The Implications of These Rulings on Drug Pharmaceuticals Are Enormous
Pfizer issued a statement that summed up the huge implications of this decision. They claimed it would have a substantial effect on public health innovation. Their argument is that patent life span in a drug’s life cycle is what pushes drug and discovery innovation. Implied in the statement was a veiled threat that drug makers simply will stop discovering and creating expensive drugs if they are not hugely financially rewarded for this time consuming and costly process.
Other analysts worried that it will lead drug makers to raise their prices as they will now claim that the costs of getting and enforcing their patent rights will be significantly higher. For sure, 80 percent or more of a super drug’s market share typically vanishes in the face of generic brand competition.

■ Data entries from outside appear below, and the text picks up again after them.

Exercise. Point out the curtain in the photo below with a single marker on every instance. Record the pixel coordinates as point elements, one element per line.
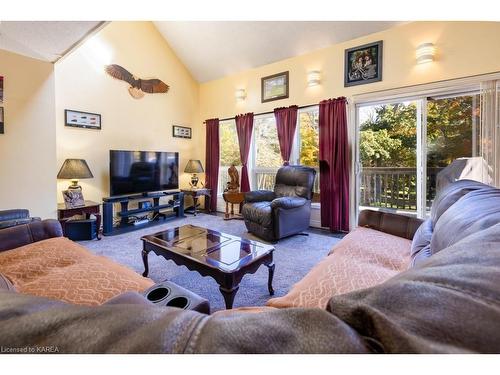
<point>489,142</point>
<point>334,164</point>
<point>212,160</point>
<point>244,126</point>
<point>286,123</point>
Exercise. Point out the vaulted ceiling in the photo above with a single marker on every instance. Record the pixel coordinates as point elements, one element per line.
<point>214,49</point>
<point>43,40</point>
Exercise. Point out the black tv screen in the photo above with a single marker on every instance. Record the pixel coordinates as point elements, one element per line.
<point>143,171</point>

The Effects of the Case Mean That Cheaper Generic Drugs Will Flourish Going Forward
For drug buying consumers, the end-results of this ruling are enormous and quite positive. It will allow for generic drug makers to pursue less expensive versions of the costly original drugs sooner and easier than in the past. This means that the law has sided with the often smaller, pro-free market competition generic drug makers over the rights of the greedy big pharmaceutical giants. In the end, it is a huge win for those people who need medications and who realistically can not afford to pay the high costs of these technologically leading super drugs from the likes of Pfizer and the other profit-centered, mega international pharmaceutical conglomerates.